Amused, Lee began to listen to the passing comments with half an ear while she added a few more questions.
“And when they brought in my breakfast this morning, there was a five-hundred-page manuscript under my plate. I completely lost my appetite.”
“That’s nothing. I got one in my office last week written in calligraphy. One hundred and fifty thousand words of flowing script.”
Editors, she mused. She could tell them a few stories about some of the submissions that found their way to Celebrity.
“He said his editor hacked his first chapter to pieces so he’s going into mourning before the rewrites.”
“I always go into mourning before rewrites. It’s after a rejection that I seriously consider taking up basket weaving as a profession.”

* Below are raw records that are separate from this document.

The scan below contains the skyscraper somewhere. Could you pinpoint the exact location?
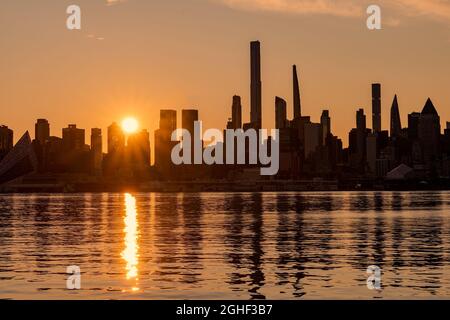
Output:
[320,110,331,145]
[419,98,441,164]
[108,122,125,153]
[0,131,38,184]
[0,126,13,160]
[181,109,199,163]
[127,130,150,169]
[91,128,103,174]
[275,97,287,129]
[356,109,367,162]
[155,110,177,171]
[372,83,381,133]
[231,96,242,130]
[292,65,302,119]
[391,95,402,137]
[408,112,420,140]
[62,124,85,151]
[34,119,50,146]
[250,41,262,129]
[304,123,322,159]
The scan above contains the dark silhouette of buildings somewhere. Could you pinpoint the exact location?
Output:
[0,132,38,184]
[0,41,450,188]
[91,128,103,176]
[155,110,177,179]
[181,109,199,164]
[250,41,262,129]
[372,83,381,133]
[34,119,50,146]
[62,124,85,152]
[391,95,402,137]
[0,126,14,160]
[108,122,125,154]
[419,99,441,171]
[275,97,287,129]
[229,96,242,130]
[292,65,302,119]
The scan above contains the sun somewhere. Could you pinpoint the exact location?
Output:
[122,117,139,133]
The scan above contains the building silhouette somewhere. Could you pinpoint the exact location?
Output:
[0,131,38,184]
[0,126,14,160]
[155,110,177,179]
[391,95,402,137]
[292,65,302,119]
[250,41,262,129]
[91,128,103,175]
[62,124,85,152]
[275,97,288,129]
[229,96,242,130]
[372,83,381,133]
[0,41,450,187]
[108,122,125,154]
[34,119,50,146]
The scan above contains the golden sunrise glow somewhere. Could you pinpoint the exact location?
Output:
[122,117,139,133]
[122,193,139,291]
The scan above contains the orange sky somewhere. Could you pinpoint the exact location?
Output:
[0,0,450,155]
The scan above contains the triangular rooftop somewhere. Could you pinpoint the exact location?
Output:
[422,98,438,115]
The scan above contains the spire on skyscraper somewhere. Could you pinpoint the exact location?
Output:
[292,65,302,119]
[391,95,402,137]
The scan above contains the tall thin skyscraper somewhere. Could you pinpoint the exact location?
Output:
[372,83,381,133]
[250,41,262,129]
[155,110,177,171]
[0,126,13,160]
[292,65,302,119]
[231,96,242,130]
[320,110,331,145]
[62,124,85,151]
[108,122,125,154]
[391,95,402,137]
[356,109,367,161]
[34,119,50,146]
[181,109,200,164]
[91,128,103,175]
[275,97,287,129]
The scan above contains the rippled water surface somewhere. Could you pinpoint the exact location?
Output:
[0,192,450,299]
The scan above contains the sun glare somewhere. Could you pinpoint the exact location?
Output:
[122,117,139,133]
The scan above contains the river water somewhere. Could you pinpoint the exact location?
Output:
[0,191,450,299]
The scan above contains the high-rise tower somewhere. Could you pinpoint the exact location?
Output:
[372,83,381,133]
[34,119,50,146]
[292,65,302,119]
[250,41,262,129]
[275,97,287,129]
[391,95,402,137]
[231,96,242,130]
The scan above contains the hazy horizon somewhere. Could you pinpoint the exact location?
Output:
[0,0,450,152]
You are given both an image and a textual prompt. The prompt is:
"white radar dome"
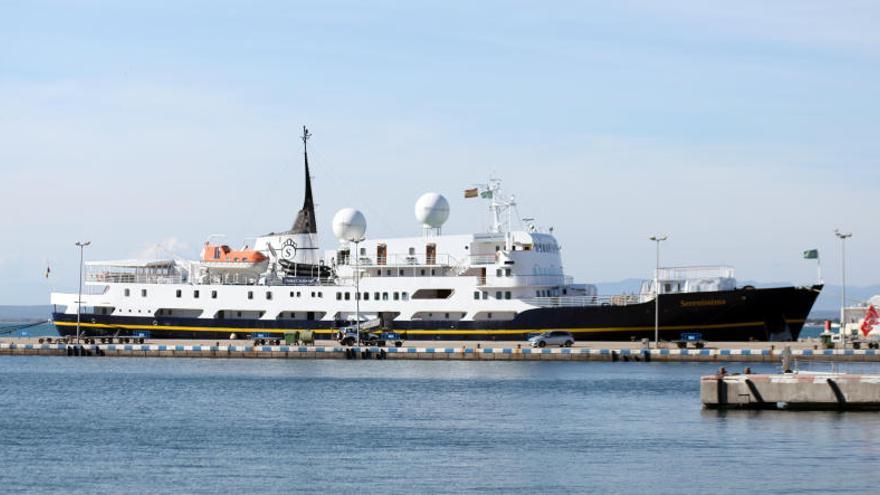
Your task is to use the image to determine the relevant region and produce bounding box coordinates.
[416,193,449,229]
[333,208,367,242]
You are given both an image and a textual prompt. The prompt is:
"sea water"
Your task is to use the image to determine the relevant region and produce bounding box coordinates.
[0,356,880,494]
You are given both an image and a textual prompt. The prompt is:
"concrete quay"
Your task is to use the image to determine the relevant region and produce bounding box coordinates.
[700,371,880,411]
[0,338,880,363]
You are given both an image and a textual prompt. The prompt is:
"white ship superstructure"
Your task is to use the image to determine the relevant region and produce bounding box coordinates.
[51,129,815,339]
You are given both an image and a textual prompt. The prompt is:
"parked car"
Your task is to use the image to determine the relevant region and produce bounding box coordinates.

“Did you hear Jeffries is here again trying to peddle that manuscript about the virgin with acrophobia and telekinesis? I can’t believe he won’t let it die a quiet death. When’s your next murder coming out?”
“In August. It’s poison.”
“Darling, that’s no way to talk about your work.”
As they passed by her, Lee caught the variety of tones, some muted, some sophisticated, some flamboyant. Gestures and conversations followed the same wide range. Amazed, she watched one man swoop by in a long, dramatic black cape.
Definitely an odd group, Lee thought, but she warmed to them. It was true she confined her skill to articles and profiles, but at heart she was a storyteller. Her position on the magazine had been hard-earned, and she’d built her world around it. For all her ambition, she had a firm fear of rejection that kept her own manuscript unfinished, buried in a drawer for weeks and sometimes months at a time. At the magazine, she had prestige, security and room for advancement. The weekly paycheck put the roof over her head, the clothes on her back and the food on her table.